The National Initiative for Civic Education (Nice) Trust has joined forces with minibus touts, conductors and drivers in the fight against and preventing further spread of the novel coronavirus disease (Covid-19) pandemic in the country.
NICE executive director Ollen Mwalubunju said in an interview with Nyasa Times that his organization had noted that minibus touts and operators are at higher risk of contracting and/or spreading the disease because they are mostly working without personal protective equipment (PPEs).
Mwalubunju said while many companies and organizations are now providing PPEs to their members of staff, minibus touts and drivers are operating without masks and hand sanitizers to prevent or protect themselves and passengers from the disease.
“What we have seen is that minibus touts, conductors and drivers have to pay for their own protection at a time when they are struggling financially.

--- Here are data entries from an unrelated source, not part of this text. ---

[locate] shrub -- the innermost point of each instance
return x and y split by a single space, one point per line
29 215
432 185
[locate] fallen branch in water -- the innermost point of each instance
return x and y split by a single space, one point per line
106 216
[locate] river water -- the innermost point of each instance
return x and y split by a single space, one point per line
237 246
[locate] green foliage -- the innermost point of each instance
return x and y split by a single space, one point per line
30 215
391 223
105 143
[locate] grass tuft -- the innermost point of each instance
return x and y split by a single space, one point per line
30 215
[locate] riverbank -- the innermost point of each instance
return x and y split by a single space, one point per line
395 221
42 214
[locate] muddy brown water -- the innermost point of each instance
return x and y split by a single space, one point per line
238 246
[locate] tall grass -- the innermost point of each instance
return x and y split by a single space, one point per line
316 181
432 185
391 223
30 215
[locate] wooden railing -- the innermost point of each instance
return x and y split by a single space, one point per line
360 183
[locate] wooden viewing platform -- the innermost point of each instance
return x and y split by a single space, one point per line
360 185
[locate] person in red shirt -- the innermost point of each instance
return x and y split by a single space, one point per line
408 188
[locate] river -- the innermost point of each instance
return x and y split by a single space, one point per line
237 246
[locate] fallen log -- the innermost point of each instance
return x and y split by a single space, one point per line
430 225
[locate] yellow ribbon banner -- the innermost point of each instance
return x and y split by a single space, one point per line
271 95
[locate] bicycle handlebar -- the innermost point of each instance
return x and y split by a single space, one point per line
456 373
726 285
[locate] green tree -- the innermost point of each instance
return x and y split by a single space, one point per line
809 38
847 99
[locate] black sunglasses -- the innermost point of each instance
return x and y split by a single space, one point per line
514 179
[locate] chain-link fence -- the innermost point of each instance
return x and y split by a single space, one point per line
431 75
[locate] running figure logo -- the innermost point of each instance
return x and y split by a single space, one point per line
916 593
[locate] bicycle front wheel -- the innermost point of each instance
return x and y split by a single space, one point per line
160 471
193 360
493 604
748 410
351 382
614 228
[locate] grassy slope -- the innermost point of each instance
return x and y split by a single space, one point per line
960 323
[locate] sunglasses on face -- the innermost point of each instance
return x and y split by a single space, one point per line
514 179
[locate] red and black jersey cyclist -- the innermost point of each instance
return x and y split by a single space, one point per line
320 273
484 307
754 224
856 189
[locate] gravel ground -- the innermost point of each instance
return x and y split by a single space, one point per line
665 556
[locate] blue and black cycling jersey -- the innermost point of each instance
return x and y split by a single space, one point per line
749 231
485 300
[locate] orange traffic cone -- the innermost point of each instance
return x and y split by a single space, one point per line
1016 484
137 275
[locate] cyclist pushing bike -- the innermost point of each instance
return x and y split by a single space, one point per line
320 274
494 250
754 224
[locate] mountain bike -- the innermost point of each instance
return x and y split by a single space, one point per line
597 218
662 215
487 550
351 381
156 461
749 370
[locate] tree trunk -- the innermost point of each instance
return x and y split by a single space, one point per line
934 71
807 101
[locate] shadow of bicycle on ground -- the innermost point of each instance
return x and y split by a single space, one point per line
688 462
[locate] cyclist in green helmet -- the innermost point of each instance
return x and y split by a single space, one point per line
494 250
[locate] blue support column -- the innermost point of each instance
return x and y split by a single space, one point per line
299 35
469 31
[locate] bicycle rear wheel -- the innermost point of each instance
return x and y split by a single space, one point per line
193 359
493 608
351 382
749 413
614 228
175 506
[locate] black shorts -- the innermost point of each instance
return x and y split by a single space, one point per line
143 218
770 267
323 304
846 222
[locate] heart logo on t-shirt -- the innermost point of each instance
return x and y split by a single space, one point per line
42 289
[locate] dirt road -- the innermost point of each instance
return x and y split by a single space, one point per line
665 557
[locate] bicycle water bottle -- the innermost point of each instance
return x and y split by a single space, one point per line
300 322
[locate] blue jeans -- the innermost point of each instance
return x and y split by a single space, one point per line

This has left most of them without adequate protection and guidance despite many working in an environment that is prone to Covid-19 attack,” he said.
On Thursday, NICE and Thyolo District Health Office conducted a joint Covid-19 sensitization meeting targeting and Thyolo Minibus Call-Boys Committee.
The meeting took place at the bus stage because the call-boys refused to leave their duty post for fear of losing business.
Thyolo District Civic Education Officer (DCEO), Moses Kaunda, assured the call-boys of his organization’s commitment to working with them in combating the disease.
In his remarks, Thyolo Minibus Call-Boys Committee chairperson, Francis Namanya, asked government and NICE to consider installing hand-washing facilities in bus stops, stressing that this is critical in ensuring that touts, conductors and drivers are adhering to preventive measures.
“These hand-washing facilities will not only serve us, but also the passengers as they will be able to wash their hands before boarding buses to their various destinations,” said Namanya.